Hace 45 años que Amparo llegó a La Ventilla, procedente de un pueblo de Toledo. Venía a buscar fortuna y acomodo en la capital y, como tantos otros emigrantes, tuvo que conformarse con acampar en sus fronteras. La Ventilla era entonces algo así como el Far-West. Ciertas calles del barrio llevan aún los nombres de los traperos que colonizaron estos desmontes, en los confines de Tetuán de las Victorias, con sus barracas y sus corrales. Amparo no pudo escapar, en su primer asentamiento ciudadano, de los rumores del campo, de los balidos de las ovejas, los cacareos de los gallos y el gruñido de los puercos que se alimentaban de los desperdicios de la urbe que los traperos transportaban con sus carros.Desde hace 45 años, Amparo regenta, ahora ayudada por su hija, una modesta y mínima frutería en una de las casas bajas que aún subsisten bajo la sombra amenazante y truncada de las torres de KIO. Desde hace décadas también, La Ventilla, más pueblo que barrio, vive amenazada por la especulación urbana, bajo la inminencia del desalojo y del problemático realojamiento.
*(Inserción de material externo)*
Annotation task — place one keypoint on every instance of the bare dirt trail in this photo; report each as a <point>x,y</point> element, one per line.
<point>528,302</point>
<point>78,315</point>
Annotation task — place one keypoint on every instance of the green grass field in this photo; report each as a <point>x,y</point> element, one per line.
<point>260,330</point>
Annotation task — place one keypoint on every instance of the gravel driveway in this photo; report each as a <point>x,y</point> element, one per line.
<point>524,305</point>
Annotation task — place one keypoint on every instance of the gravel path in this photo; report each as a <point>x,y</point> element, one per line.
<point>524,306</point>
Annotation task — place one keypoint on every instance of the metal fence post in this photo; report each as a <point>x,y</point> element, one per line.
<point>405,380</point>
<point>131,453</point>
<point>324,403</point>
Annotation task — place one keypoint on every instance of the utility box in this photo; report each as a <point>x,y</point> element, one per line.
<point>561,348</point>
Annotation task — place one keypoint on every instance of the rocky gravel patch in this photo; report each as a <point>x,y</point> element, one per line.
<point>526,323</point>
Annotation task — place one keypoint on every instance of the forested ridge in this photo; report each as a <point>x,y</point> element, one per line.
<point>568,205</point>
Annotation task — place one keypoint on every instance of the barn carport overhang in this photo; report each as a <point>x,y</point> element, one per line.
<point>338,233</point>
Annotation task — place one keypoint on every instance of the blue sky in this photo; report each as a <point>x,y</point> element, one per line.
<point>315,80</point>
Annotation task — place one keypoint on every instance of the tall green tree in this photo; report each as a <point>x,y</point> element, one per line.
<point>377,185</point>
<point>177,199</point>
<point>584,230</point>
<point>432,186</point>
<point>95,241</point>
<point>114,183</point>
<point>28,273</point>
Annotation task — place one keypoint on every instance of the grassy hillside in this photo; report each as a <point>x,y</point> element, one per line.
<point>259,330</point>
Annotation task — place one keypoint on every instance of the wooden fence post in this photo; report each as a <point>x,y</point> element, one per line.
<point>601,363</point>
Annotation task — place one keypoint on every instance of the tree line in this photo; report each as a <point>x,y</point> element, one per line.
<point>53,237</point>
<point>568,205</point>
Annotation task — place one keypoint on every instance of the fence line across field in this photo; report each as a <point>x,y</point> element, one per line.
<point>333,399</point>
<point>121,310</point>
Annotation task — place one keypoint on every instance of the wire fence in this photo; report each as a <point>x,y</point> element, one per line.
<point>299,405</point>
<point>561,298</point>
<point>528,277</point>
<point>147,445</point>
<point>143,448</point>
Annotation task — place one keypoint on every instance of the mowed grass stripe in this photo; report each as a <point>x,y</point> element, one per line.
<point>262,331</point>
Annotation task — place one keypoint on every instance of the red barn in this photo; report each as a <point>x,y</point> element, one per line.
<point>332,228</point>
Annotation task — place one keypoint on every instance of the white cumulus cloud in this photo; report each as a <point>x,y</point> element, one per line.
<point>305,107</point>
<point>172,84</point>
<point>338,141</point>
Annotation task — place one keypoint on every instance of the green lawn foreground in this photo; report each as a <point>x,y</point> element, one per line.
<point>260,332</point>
Ni los jóvenes, que aún merodean por las tabernas y plazas de la zona; ni los viejos, encerrados en sus casas, casas humildes pero hechas a la medida del hombre, con sus patios que alegran parras, rosales y acacias, quieren abandonar su territorio arduamente conquistado, y aún menos dejarlo por cuatro perras y un posible piso en no se sabe dónde. Los buitres acechan. En el bar de Félix, un joven parroquiano dice que los invasores son pacientes y esperan a que se mueran los ancianos pobladores, atrincherados en sus viviendas o realojados en barracones prefabricados que desafían toda provisionalidad con el paso de los años.
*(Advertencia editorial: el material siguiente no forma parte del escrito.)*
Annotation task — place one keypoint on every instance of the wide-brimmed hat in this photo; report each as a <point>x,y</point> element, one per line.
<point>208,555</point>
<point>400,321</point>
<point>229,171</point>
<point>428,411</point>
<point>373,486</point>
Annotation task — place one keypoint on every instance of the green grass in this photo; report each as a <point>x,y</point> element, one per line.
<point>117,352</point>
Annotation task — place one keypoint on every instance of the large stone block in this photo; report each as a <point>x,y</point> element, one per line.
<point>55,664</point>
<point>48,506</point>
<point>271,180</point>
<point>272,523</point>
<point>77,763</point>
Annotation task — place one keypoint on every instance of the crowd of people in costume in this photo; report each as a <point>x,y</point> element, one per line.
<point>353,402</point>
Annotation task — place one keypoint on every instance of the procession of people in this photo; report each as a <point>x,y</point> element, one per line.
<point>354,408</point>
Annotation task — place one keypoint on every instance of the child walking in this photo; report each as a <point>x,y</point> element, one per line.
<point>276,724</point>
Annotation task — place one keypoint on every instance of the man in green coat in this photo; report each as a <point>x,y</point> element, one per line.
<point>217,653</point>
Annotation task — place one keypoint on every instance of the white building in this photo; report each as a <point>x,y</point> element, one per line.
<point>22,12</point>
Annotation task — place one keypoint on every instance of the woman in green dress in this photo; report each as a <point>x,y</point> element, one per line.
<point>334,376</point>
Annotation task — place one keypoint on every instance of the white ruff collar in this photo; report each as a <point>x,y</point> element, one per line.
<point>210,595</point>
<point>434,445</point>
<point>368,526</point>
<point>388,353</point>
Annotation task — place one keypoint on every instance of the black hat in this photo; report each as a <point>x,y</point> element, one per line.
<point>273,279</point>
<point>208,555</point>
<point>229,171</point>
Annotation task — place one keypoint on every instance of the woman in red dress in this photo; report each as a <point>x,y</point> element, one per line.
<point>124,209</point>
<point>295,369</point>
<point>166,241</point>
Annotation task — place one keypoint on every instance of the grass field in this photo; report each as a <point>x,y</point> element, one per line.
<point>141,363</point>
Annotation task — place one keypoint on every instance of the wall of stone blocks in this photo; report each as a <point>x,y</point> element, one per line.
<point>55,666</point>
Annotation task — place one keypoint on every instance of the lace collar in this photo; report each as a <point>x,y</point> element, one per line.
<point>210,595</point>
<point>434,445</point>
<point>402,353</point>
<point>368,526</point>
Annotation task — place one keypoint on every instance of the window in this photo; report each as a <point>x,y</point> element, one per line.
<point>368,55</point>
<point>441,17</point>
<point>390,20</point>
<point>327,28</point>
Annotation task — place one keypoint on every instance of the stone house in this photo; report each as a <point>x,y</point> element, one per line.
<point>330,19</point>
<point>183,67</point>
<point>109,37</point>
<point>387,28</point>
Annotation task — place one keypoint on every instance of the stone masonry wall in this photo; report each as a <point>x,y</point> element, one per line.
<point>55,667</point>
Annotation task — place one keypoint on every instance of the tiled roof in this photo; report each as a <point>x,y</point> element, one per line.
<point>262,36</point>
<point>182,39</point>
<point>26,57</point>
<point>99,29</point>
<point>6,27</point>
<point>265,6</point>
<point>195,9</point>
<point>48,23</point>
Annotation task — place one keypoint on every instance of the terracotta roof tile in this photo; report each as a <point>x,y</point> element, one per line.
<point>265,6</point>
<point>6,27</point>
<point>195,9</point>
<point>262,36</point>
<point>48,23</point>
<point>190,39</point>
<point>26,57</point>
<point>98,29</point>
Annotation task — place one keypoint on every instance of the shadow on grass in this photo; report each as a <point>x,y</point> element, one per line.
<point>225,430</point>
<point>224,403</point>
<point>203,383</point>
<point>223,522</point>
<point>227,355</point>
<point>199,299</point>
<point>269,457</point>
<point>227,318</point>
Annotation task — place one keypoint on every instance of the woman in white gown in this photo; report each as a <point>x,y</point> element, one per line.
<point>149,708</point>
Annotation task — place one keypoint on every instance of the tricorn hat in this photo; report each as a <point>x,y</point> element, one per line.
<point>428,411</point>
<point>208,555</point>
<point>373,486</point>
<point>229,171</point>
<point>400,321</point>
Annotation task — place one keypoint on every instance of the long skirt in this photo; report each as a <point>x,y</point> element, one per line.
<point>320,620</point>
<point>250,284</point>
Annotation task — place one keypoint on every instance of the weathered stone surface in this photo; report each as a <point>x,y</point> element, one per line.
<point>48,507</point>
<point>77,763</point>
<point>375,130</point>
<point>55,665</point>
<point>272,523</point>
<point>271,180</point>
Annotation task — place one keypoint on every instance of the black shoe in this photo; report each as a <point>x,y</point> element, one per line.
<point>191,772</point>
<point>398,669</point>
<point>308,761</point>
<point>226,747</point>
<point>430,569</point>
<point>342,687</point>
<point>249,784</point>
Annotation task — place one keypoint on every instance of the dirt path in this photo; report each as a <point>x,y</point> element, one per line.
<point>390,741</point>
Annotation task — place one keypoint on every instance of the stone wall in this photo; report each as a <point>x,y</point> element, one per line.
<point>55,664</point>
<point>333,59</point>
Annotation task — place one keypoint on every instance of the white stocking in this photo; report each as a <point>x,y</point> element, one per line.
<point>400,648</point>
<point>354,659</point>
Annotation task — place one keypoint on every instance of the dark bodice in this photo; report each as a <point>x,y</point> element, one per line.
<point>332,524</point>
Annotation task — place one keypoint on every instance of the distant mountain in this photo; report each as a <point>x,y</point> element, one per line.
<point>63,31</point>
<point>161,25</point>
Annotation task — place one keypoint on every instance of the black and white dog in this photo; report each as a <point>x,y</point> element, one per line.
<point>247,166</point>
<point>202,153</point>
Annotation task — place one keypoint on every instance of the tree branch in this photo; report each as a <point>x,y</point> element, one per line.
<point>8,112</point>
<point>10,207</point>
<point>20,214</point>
Como en el Viejo Oeste, en La Ventilla se ha descubierto oro, oro en el suelo edificable, una veta que tienta la codicia de todos. A este barrio le llaman Triángulo de Oro. Oro entre el barro, el ladrillo y las planchas de aglomerado de los chamizos engañosamente provisionales, donde los últimos resistentes esperan justicia y se cuecen a fuego lento en los veranos tórridos. Hay por aquí una calle que se llama Mártires de la Ventilla, pero esos mártires lo fueron de otra guerra; algunos generales segundones de la incivil contienda fueron también aquí recompensados con sus placas, que rompen con sus bélicos nombres la toponimia pacífica y vegetal de calles como la de las Magnolias, del Cañaveral o del Ailanto.

Los vecinos afectados se encierran en las iglesias y se manifiestan en las vías de un Madrid soberbio que les da la espalda y les oculta el sol con sus orgullosas torres y murallas. Sobre el terreno, los pobladores trazan líneas imaginarias, indicando por dónde se abrirán las nuevas avenidas y qué bloques y qué viviendas desaparecerán en el nuevo trazado, cuando culminen su paciente labor de zapa los invasores. En La Ventilla conviven casas bajas y edificios de pisos de diferentes épocas, bloques construidos de cualquier manera en los años de la posguerra y edificios de ladrillo de factura más moderna.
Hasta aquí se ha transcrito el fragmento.